We've reported before on Goldman Sachs ability to place people at the centre of our political and economic structures so that they can shape the world for bankers. Well we can now tell you that the European Central Bank (ECB) president Mario Draghi, former vice president of Goldman Sachs Europe, was able to approve a 500 billion Euro bailout for European banks without asking anyone’s permission.
Last November, without fanfare and barely noticed in the press, former Goldman exec Mario Draghi replaced Jean-Claude Trichet as head of the ECB. Draghi wasted no time doing for the banks what the ECB has refused to do for its member governments—lavish money on them at very cheap rates.
And in January 2012, a permanent rescue funding program called the European Stability Mechanism (ESM) was passed in the dead of night with barely even a mention in the press. The ESM imposes an open-ended debt on EU member governments, putting taxpayers on the hook for whatever the ESM’s Eurocrat overseers demand.The bankers’ coup has triumphed in Europe seemingly without a fight from established political parties.

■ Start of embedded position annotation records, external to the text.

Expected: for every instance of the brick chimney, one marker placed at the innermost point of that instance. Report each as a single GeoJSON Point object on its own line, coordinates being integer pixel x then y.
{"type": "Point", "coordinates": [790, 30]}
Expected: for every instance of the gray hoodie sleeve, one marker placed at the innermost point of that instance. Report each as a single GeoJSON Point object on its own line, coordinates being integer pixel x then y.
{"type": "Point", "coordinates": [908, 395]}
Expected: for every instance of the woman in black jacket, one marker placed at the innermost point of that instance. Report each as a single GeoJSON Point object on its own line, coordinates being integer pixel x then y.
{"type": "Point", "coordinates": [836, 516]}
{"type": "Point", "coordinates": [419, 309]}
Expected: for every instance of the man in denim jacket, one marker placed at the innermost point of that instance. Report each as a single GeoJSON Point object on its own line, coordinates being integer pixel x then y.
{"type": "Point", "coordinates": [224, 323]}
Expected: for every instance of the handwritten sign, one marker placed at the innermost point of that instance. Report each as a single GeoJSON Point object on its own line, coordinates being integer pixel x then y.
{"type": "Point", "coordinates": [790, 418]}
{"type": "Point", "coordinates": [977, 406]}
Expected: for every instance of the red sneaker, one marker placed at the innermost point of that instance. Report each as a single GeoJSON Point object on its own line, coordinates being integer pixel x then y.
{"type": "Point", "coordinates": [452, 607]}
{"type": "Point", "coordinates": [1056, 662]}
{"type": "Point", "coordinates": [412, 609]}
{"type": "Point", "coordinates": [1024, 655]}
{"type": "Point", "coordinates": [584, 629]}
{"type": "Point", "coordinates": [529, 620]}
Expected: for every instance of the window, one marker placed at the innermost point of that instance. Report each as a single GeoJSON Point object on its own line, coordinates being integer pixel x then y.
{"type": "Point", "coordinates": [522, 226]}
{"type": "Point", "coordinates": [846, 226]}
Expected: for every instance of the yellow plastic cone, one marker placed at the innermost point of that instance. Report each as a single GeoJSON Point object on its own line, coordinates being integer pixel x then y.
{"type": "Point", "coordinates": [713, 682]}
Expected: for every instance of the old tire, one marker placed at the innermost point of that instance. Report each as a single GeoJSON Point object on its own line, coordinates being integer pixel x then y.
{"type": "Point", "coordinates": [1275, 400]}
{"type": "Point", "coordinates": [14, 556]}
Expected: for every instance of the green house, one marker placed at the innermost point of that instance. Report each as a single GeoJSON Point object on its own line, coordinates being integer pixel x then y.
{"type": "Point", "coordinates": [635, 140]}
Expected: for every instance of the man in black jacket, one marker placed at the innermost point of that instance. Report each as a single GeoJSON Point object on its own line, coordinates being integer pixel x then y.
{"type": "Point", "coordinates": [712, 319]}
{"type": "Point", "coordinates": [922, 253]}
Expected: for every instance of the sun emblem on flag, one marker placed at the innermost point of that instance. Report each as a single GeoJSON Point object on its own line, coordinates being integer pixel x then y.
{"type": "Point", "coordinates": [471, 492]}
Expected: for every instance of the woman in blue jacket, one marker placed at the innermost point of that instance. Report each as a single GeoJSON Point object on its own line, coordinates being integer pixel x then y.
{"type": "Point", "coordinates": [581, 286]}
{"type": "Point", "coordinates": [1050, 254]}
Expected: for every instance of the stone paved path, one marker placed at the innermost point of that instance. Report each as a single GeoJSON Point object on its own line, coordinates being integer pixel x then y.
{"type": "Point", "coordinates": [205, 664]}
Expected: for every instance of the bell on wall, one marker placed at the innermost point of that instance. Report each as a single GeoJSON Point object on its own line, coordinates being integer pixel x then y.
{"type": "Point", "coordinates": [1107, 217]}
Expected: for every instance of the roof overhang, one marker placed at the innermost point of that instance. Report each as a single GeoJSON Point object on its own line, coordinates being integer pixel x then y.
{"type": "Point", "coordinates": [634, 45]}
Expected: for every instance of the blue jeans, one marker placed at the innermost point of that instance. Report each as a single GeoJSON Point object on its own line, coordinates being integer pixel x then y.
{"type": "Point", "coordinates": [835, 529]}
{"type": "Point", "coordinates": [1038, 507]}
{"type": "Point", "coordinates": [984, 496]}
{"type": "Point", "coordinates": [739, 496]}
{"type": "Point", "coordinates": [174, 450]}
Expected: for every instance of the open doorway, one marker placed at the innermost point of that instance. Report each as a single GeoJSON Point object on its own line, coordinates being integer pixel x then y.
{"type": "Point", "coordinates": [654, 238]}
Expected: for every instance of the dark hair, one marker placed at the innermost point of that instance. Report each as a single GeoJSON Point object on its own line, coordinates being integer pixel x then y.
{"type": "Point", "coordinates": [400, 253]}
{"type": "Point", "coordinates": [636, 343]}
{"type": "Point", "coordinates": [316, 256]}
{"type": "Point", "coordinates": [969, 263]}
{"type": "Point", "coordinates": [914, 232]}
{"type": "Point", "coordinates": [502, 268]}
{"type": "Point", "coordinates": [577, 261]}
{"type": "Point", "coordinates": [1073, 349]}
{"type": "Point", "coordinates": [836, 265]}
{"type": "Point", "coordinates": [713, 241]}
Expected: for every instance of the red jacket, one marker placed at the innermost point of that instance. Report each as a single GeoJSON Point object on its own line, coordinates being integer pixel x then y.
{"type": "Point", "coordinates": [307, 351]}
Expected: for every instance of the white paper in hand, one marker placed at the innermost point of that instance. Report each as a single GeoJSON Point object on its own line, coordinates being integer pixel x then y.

The ESM is cheered by Eurozone governments, their creditors, and “the market” alike, because it means investors will keep buying their bonds, (this is how governments get money). All is sacrificed to the demands of the creditors, because where else can the money be had to float the crippling debts of the Eurozone governments? http://webofdebt.wordpress.com/2012/04/18/the-european-stabilization-mechanism-or-how-the-goldman-vampire-squid-just-captured-europe/
On the 21st of December, the ECB “lent” 489 billion euros to European Banks at the extremely generous rate of just 1% over 3 years. I say “lent”, but in reality, they just ran the printing presses. The ECB doesn’t have the money to lend. It’s Quantitative Easing again. The money was gobbled up virtually instantaneously by a total of 523 banks. It’s complete madness. The ECB hopes that the banks will do something useful with it – like lending the money to the Greeks, who are currently paying 18% to the bond markets to get money. But there are absolutely no strings attached. If the banks decide to pay bonuses with the money, that’s fine. Or they might just shift all the money to tax havens.
At least if the ECB was working under the supervision of elected governments, we would have some influence when we elect those governments. But the bunch that now has their grubby hands on the instruments of power are now totally out of control.